Cómo protegerse al conectarse a redes de hotel
Ante la proliferación de estos ataques, tanto Microsoft como los expertos en ciberseguridad recomiendan extremar las precauciones. Lo primero es priorizar el uso de conexiones privadas, como los puntos de acceso Wi-Fi móvil o los datos del teléfono, siempre que sea posible. Si no hay alternativa, hay que desconfiar de cualquier solicitud inesperada para descargar actualizaciones de software, certificados, navegadores o herramientas de diagnóstico de red, especialmente cuando aparecen a través de portales cautivos o ventanas emergentes mientras se intenta acceder a la red.
Otra recomendación clave es evitar introducir datos sensibles en portales de inicio de sesión que no sean de confianza o que presenten irregularidades en su diseño. Las páginas falsas suelen imitar a las originales, pero cambian una letra en la URL o utilizan una terminación diferente. Verificar el dominio antes de ingresar credenciales puede evitar un disgusto. Además, es fundamental configurar las reglas de seguridad y privacidad de sus cuentas y activar una VPN de confianza que cifre la conexión y dificulte que los atacantes intercepten el tráfico, incluso si la red está comprometida.

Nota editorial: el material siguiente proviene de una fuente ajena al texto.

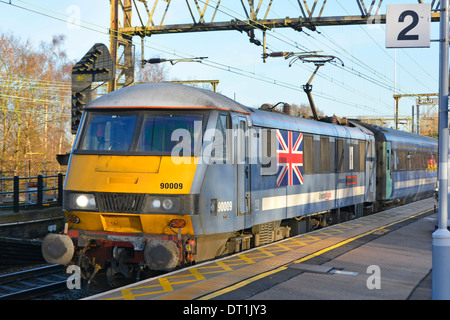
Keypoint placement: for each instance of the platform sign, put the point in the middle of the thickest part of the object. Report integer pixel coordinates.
(408, 25)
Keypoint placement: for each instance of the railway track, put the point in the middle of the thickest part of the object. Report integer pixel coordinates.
(32, 283)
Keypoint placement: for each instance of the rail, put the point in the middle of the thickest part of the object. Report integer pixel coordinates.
(31, 192)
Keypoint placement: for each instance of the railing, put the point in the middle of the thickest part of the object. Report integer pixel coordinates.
(31, 192)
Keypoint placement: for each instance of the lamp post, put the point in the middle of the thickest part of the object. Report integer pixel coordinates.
(441, 237)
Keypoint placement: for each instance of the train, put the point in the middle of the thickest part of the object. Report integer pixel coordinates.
(164, 175)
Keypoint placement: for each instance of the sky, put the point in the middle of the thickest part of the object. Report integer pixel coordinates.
(365, 85)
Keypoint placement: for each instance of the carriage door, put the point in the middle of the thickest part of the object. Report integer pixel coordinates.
(243, 168)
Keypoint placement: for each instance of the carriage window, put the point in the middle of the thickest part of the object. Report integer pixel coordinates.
(108, 132)
(401, 160)
(340, 155)
(268, 152)
(362, 156)
(324, 154)
(350, 159)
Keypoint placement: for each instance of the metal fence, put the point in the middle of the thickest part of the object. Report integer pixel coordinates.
(31, 192)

Los hoteles y las organizaciones también tienen su parte de responsabilidad. Microsoft insta a las empresas a instruir a sus empleados sobre los riesgos asociados al uso de redes de huéspedes y a revisar cuidadosamente la información que se proporciona a los proveedores de servicios de hostelería. La concienciación y la formación son herramientas esenciales para reducir el impacto de estas amenazas, que cada vez son más sofisticadas y difíciles de detectar.
La próxima vez que te conectes al Wi-Fi de un hotel, piensa si ese «parche gratuito» o esa «actualización urgente» merecen el riesgo de perder tu cuenta bancaria o tu identidad digital. La seguridad empieza por desconfiar de lo que parece demasiado familiar y por tomar medidas sencillas como usar una VPN o compartir los datos del móvil en lugar de arriesgarte con una red abierta. Los ciberdelincuentes no descansan, pero con precaución e información es posible viajar sin poner en peligro tus datos.